Updated

A former president whose single term ended with the deepest economic crisis in the modern history of the Dominican Republic is seeking redemption Sunday as he faces an old rival in what is expected to be a close election to lead the Caribbean's top tourist destination.

Former President Hipolito Mejia, a gaffe-prone populist, trounced rival Danilo Medina when they last faced off in 2000. But Mejia's four-year presidential term ended in disaster, with a banking crisis that sunk the economy and caused so much misery and scarcity that tens of thousands of people fled the country and voters cast him out of office.

The pair face off again in Sunday's election and several polls show ruling party-candidate Medina could win with slightly more than 50 percent of the vote, thus avoiding a runoff.

After eight years under President Leonel Fernandez of the Dominican Liberation Party, or PLD, the question is whether enough time has gone by for crucial swing voters to give Mejia another chance, said Rosario Espinal, director of the Latin American Studies Center at Temple University in Philadelphia.

"The country is not in a crisis like it was in 2003 and 2004. It's a very different situation," said Espinal. "But there is a lot of disenchantment with the government, especially with the high cost of living."

Espinal, a leading political analyst of the country, said the election will turn on the narrow slice of the electorate who are not affiliated with either the PLD or Mejia's opposition Dominican Revolutionary Party.

"The question is whether they are more tired of the current government or more fearful of what might happen under Mejia," she said.

Fernandez is not running for a third consecutive term.

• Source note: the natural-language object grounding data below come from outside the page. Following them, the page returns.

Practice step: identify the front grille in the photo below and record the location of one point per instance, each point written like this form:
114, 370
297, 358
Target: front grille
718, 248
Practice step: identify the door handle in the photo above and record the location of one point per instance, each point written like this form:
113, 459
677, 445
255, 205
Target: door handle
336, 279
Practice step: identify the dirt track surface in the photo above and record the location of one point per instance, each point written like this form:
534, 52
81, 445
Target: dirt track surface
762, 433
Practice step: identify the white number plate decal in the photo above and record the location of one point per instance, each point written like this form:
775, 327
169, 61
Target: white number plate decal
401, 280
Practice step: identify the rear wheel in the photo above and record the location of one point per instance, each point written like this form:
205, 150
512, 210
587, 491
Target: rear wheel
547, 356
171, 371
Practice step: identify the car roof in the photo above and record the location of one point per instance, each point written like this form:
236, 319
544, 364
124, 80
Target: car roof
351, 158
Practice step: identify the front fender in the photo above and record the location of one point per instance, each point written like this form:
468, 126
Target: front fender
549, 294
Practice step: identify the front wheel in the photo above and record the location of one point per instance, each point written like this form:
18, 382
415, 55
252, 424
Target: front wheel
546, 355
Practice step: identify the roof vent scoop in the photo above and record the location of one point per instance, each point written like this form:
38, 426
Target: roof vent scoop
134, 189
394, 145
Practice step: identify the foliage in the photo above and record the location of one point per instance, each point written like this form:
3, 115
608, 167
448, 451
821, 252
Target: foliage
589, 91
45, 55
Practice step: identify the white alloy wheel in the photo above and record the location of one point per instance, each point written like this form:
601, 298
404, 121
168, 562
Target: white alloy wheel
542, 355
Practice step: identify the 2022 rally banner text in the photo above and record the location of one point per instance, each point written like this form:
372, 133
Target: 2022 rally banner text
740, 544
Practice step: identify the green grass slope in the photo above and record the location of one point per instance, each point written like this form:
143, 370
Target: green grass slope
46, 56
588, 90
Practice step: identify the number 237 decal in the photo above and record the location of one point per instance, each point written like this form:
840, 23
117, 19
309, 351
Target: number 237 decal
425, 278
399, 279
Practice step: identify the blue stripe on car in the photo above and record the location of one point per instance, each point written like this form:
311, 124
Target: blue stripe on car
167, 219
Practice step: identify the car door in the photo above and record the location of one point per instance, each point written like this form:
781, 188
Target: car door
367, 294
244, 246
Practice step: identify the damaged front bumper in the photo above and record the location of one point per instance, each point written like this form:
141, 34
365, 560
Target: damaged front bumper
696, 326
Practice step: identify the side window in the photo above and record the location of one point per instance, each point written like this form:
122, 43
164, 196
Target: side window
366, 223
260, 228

Medina, 60, is a party stalwart who has promised to improve upon but not make any major changes to the policies of the outgoing president, who has embarked on a massive public works campaign that included a subway system modeled after the one in New York.

Ramona Hernandez, director of the Dominican Studies Institute of the City University of New York, said it will be in part a generational struggle between those who remember the crisis, which was set off by the failure of three banks and resulted in a nearly 20 percent drop in GDP, and those who never lived through it.

"People between 40 and 60 years old, they haven't forgotten. He has a history," Hernandez said of Mejia. "But he has a chance with younger people."

In addition to president, Dominicans are electing a vice president from a field that includes the heavily favored First Lady, Margarita Cedeno de Fernandez, and seven members of the Chamber of Deputies who will represent people who have settled overseas. Tens of thousands are expected to cast ballots in places with large numbers of Dominicans, including New York, New Jersey, Florida and Puerto Rico.

Politics in the Dominican Republic, which shares the island of Hispaniola with Haiti, largely revolves around the PLD and Mejia's Dominican Revolutionary Party, or PRD. Both were founded as Marxist parties by Juan Bosch, president for a year in 1963 until he was ousted in a coup. The two have come to embrace free trade, generally pro-business policies and close ties to the U.S. The PLD is considered "center right," largely because it's in power, and the PRD is said to be center-left but the differences largely turn on personality, loyalty and patronage.

The presence of the first lady is something of a wild card. Martha Jimenez, a 29-year-old who sells lottery tickets, said she has always supported the PRD but this year she will support the Dominican Liberation Party of Cedeno because the first lady helped her sister, who was badly burned in an accident, get a skin transplant.

"I don't know how to thank her. She has given us so much," Jimenez said.

Both presidential candidates have proposed to increase spending on education and to do what they can to create jobs in a country of 10 million people that is largely dependent on tourism and where unemployment is officially about 14 percent, though the vast majority of workers are in the poorly paid informal sector. The typical salary for those who do have regular jobs is around $260 per month.

The Dominican Republic has also become an important route for drug smugglers seeking to reach the U.S. through nearby Puerto Rico and there are widespread concerns about the influence of drug trafficking. They have also traded accusations of incompetence and corruption.

Medina is a technocrat who has spent much of his life in politics.

"I'm no fan of Danilo (Medina). He's kind of dull," said Miguel Pichardo, a 27-year-old taxi driver. "But I'm going to vote for him because I don't want Hipolito to come back."

Mejia, a 71-year-old who refers to himself as "Papa" and styles himself as a man of the people, has also enlivened the campaign with some of the verbal missteps for which he has long been famous. Most recently, he joked that house maids are prone to steal meat from the houses where they work so they can give it to their boyfriends, not a wise comment in a country where more than half the population works in the informal section, many of them as maids.

Mejia "talks a lot of nonsense," said Maria Altagracia Ramirez, a 26-year-old maid. "How could I vote for him? That man is crazy."